Because “cloud” has become such a buzzword, it’s tempting to dismiss cloud computing as nothing new. But one genuine change is the rise in software designed to work in an environment where hardware failures are expected. The classic example of this trend is the Netflix Chaos Monkey, which tests a software system by initiating random failures. The IT community calls this sort of system “highly available”, whereas the academic community prefers the term “fault tolerant”.

If you plan to deploy a system like an OpenStack cloud, you need to be aware of the failure modes of the system components (disk failures, power failures, networking issues), and ensure that your system can stay functional when these failures occur. However, when you actually deploy OpenStack on real hardware, you quickly discover that the component that is most likely to generate a fault is you, the operator. Because every installation is different, and because OpenStack has so many options, the probability of forgetting an option or specifying the incorrect value in a config file on the initial deployment is approximately one.

And while developers now design software to minimize the impact due to a hardware failure, there is no such notion of minimizing the impact due to an operator failure. This would require asking questions at development time such as: “What will happen if somebody puts ‘eth1’ instead of ‘eth0’ for public_interface in nova.conf? How would they determine what has gone wrong?”

Designing for operator fault tolerance would be a significant shift in thinking, but I would wager that the additional development effort would translate into enormous reductions in operations effort.

Payroll systems, not yet a solved problem

I’m simultaneously unsurprised and shocked about this story about how SAP failed to deliver a payroll system that could properly handle 1300 employees, after the state of California spent $50 million on system development. We’ve been building payroll systems for decades now, and I believe that SAP is the largest software company on the planet that builds these kinds of systems.

This is a useful counterweight to Bertrand Meyer’s recent blog about how most of the software we interact with on a daily basis works well.

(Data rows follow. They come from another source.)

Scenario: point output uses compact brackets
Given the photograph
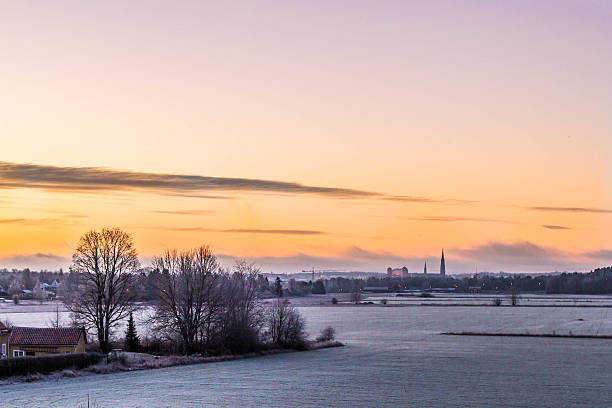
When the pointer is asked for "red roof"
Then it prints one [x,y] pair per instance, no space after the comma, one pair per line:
[35,336]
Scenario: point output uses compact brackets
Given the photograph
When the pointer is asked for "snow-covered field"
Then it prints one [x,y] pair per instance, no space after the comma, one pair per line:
[394,357]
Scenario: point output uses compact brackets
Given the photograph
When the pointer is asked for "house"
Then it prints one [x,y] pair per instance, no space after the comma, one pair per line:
[37,341]
[376,289]
[4,334]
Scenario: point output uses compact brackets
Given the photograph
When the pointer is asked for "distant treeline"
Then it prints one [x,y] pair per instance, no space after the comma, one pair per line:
[599,281]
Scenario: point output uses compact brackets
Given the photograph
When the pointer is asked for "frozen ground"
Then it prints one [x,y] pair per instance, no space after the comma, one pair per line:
[394,357]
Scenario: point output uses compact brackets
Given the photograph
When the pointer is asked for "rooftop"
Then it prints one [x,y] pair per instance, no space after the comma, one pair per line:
[38,336]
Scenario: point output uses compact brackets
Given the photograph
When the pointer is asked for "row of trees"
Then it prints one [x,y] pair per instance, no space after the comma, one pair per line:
[197,307]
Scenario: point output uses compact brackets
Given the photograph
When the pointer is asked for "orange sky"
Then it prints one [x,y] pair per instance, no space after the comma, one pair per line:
[480,128]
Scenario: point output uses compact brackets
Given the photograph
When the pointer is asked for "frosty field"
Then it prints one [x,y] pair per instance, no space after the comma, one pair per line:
[393,357]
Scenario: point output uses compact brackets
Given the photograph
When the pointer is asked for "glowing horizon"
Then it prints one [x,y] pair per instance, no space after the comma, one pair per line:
[344,135]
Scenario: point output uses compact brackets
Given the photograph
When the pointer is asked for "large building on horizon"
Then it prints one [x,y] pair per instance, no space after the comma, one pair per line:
[403,272]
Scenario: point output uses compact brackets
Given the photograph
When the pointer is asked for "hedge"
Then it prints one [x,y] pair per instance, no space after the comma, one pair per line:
[46,364]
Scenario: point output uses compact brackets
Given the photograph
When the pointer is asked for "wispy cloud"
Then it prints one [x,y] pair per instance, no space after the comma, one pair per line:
[35,261]
[14,175]
[572,209]
[39,222]
[602,254]
[457,219]
[274,231]
[417,199]
[12,220]
[238,230]
[88,179]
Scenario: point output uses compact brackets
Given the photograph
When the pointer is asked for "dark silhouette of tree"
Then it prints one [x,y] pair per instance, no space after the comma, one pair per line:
[132,341]
[106,261]
[278,287]
[318,288]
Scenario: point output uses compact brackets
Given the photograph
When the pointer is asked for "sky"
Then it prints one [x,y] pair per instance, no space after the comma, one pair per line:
[336,135]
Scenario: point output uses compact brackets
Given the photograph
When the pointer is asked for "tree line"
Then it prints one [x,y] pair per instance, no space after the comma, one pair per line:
[195,305]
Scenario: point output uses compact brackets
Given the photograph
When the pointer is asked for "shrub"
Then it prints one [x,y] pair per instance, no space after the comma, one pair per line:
[286,327]
[327,334]
[46,364]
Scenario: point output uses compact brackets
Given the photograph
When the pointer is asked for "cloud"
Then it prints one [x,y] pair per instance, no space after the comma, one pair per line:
[525,257]
[14,175]
[274,231]
[572,209]
[602,254]
[239,230]
[456,219]
[89,179]
[12,220]
[35,261]
[417,199]
[42,222]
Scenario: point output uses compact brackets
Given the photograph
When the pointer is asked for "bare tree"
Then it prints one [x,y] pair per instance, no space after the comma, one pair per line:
[286,325]
[356,295]
[188,296]
[55,321]
[106,261]
[243,317]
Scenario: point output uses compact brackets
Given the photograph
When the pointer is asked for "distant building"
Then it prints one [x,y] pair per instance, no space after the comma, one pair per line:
[402,272]
[35,341]
[376,289]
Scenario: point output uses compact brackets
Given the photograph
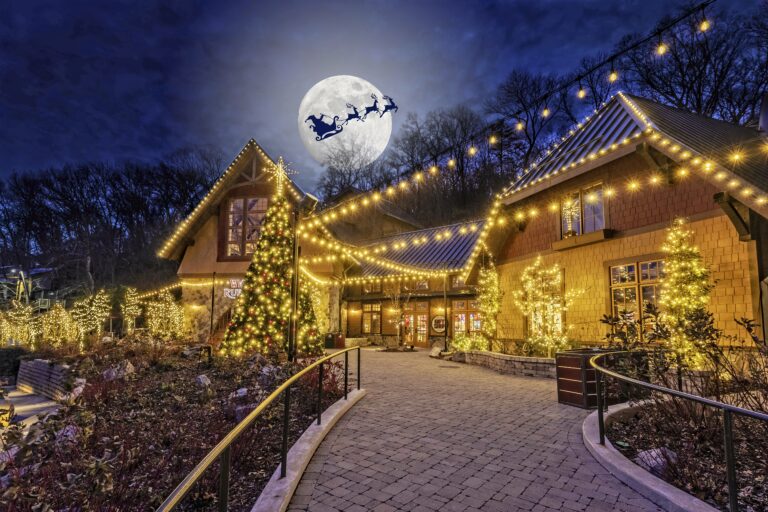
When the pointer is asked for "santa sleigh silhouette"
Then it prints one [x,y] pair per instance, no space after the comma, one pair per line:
[325,129]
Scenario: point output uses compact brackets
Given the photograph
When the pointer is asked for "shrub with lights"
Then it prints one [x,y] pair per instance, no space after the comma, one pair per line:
[542,300]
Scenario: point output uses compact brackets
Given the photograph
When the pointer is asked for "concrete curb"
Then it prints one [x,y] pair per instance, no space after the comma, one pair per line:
[279,491]
[664,495]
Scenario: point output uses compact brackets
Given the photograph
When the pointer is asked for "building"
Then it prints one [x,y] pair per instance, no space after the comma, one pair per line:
[598,204]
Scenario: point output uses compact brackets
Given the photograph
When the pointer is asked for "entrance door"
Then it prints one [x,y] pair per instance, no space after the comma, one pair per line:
[416,327]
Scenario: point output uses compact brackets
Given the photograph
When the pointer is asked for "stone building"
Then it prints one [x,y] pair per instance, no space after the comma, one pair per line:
[599,204]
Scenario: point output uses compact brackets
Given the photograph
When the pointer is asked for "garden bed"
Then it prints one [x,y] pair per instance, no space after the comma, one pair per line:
[514,365]
[693,451]
[131,440]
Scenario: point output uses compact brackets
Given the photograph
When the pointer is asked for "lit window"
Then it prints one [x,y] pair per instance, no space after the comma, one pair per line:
[632,290]
[244,218]
[582,212]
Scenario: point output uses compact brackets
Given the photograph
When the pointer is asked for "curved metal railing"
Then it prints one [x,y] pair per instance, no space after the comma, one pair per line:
[222,451]
[728,412]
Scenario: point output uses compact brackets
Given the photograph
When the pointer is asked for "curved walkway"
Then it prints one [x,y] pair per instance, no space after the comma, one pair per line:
[436,435]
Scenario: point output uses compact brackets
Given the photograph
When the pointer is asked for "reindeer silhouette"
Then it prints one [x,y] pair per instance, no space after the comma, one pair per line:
[322,129]
[352,115]
[390,106]
[372,108]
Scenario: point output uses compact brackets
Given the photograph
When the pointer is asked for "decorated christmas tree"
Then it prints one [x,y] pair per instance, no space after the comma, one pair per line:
[489,296]
[261,316]
[684,290]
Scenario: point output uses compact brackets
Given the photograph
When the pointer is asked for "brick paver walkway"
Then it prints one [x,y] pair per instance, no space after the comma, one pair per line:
[434,435]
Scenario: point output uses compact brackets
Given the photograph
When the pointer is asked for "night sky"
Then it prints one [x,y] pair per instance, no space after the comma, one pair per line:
[94,81]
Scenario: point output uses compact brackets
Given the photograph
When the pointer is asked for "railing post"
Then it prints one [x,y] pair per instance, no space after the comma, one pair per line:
[224,463]
[730,462]
[320,395]
[346,373]
[286,426]
[600,419]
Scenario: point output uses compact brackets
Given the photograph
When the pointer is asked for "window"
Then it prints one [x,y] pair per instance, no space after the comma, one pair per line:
[466,318]
[372,318]
[633,286]
[244,217]
[374,287]
[582,212]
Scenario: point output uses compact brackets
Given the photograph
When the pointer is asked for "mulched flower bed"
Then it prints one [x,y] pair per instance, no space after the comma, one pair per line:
[695,436]
[126,443]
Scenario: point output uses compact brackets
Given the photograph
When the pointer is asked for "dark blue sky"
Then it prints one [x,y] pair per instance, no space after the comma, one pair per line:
[114,80]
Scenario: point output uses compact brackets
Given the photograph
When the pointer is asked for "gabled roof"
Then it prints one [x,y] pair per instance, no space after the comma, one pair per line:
[626,121]
[443,248]
[173,246]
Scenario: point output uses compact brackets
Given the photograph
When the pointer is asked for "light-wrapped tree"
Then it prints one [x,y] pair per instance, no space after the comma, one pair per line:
[58,328]
[165,318]
[684,293]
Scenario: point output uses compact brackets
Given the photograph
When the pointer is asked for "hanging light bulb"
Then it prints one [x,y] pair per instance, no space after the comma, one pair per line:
[662,47]
[613,75]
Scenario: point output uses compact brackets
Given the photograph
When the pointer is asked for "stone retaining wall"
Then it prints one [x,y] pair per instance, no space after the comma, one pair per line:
[41,377]
[515,365]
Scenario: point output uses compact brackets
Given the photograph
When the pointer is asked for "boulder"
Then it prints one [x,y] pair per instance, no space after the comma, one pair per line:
[242,411]
[656,460]
[68,434]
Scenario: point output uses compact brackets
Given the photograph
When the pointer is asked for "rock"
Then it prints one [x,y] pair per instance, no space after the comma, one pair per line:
[68,434]
[258,361]
[656,460]
[242,411]
[119,371]
[240,393]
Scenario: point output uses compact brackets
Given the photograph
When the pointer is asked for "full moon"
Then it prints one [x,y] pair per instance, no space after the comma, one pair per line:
[359,142]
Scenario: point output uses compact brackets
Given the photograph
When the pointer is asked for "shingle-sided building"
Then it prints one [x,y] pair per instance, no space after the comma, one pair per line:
[599,203]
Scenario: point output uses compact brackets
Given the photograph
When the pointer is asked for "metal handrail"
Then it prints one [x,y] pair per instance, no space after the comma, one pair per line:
[728,411]
[222,450]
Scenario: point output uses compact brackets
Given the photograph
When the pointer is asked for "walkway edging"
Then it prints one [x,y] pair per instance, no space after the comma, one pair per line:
[663,494]
[278,492]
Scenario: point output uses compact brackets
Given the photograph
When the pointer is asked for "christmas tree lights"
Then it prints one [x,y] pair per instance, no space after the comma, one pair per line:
[261,316]
[165,318]
[58,328]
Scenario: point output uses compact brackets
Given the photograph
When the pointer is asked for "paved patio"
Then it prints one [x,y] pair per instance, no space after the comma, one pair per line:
[435,435]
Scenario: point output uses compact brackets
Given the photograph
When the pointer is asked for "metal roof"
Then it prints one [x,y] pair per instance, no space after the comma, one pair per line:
[440,248]
[625,118]
[610,125]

He’s right, but we must also avoid falling prey to survivorship bias.

ESEM 2013 Industry Track CFP

The Call for Papers for the Industry Track of the International Symposium on Empirical Software Engineering and Measurement (ESEM 2013) is out. I’m serving as chair of the industry track this year.

If you’re reading this and you work in the software development world (and especially if you’re in the Baltimore/DC area), I encourage you to submit a paper that you think would be of interest to software engineering researchers or other developers.

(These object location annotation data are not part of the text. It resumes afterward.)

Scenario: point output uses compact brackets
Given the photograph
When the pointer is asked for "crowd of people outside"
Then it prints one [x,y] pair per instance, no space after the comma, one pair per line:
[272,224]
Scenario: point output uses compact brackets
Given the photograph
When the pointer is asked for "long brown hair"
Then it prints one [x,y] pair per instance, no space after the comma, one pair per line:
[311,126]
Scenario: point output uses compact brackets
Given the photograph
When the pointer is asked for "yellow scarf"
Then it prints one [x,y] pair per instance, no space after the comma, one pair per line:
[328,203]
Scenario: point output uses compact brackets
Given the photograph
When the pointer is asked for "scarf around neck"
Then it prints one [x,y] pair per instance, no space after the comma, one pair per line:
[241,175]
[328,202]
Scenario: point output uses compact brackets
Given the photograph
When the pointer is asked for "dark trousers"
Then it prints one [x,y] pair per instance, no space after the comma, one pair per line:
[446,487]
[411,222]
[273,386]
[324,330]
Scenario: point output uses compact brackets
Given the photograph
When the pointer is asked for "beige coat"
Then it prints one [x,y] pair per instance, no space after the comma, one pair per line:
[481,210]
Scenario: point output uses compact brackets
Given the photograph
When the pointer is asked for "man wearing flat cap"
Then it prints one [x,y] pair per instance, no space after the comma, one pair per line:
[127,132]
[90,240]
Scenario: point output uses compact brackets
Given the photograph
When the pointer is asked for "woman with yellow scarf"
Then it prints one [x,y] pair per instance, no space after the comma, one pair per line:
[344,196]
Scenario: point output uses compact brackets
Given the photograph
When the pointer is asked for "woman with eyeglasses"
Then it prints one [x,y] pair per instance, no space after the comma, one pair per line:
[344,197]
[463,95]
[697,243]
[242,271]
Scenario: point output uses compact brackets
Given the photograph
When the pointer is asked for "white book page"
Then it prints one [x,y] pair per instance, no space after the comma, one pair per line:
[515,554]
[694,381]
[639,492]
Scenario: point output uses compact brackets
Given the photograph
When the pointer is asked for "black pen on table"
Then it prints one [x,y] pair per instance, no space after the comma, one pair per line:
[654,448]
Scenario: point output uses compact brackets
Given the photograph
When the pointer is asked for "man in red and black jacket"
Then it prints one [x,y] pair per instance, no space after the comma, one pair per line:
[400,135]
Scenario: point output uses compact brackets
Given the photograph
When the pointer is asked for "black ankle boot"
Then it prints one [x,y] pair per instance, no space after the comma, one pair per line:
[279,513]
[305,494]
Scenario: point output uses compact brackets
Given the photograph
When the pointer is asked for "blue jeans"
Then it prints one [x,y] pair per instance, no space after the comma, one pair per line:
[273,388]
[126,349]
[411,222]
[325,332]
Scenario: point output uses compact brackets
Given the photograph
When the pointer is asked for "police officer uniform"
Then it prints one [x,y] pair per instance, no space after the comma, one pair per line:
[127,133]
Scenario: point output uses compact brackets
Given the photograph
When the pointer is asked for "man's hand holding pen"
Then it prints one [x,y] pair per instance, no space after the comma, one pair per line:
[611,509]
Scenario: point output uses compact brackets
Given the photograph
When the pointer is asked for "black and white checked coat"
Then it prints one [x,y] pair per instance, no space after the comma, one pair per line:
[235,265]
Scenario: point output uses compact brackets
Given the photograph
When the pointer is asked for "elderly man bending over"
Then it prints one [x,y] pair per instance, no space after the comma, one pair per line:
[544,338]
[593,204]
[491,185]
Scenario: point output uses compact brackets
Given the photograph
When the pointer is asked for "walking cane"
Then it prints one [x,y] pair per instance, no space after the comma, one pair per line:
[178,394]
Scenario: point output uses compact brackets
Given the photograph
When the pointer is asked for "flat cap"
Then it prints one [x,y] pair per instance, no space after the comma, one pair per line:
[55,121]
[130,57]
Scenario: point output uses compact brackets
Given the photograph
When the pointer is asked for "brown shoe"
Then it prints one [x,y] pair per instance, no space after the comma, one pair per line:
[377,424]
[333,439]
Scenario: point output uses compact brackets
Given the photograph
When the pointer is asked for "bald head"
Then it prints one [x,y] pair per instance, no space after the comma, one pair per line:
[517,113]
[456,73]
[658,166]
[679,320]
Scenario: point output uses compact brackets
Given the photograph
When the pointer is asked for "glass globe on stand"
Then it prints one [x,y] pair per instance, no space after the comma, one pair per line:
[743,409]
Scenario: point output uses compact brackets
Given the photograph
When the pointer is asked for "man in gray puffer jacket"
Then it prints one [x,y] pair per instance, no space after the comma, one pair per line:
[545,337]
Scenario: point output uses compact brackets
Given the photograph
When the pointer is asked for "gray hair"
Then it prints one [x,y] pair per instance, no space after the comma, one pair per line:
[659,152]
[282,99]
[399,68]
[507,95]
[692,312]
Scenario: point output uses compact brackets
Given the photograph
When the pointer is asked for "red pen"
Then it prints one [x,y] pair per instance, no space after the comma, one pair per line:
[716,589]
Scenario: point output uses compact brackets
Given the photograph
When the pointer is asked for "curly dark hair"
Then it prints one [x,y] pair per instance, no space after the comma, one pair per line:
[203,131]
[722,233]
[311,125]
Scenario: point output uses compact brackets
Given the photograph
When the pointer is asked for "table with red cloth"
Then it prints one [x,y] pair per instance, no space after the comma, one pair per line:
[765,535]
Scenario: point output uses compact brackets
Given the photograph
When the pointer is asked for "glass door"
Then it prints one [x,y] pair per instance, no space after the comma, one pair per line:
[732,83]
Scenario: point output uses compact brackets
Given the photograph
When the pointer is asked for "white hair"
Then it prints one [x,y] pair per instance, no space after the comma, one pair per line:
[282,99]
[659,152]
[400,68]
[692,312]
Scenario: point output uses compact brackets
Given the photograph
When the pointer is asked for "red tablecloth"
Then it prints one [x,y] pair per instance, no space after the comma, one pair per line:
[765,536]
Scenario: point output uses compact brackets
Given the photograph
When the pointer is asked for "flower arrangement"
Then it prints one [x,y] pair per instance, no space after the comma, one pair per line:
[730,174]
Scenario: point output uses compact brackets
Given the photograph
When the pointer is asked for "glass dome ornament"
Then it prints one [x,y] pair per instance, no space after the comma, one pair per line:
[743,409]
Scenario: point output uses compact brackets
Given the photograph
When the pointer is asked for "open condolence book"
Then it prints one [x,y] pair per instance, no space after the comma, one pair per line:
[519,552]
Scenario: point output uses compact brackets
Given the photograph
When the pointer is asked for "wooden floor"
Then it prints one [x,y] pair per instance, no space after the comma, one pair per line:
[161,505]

I have a strong suspicion that the software engineering research community doesn’t have a good sense of the kinds of problems that software developers really face. What I’d really like to do with the industry track is bring professional developers and software engineering researchers together to talk about these sorts of problems.

Also, if you’re reading this and you live in the software world, I encourage you to check out what ESEM is about, even if you’re not interested in publishing a paper. This is a conference that’s focused on empirical study and measurement. If you ask me, every software engineering conference should be focused on empirical study. Because, you know, science.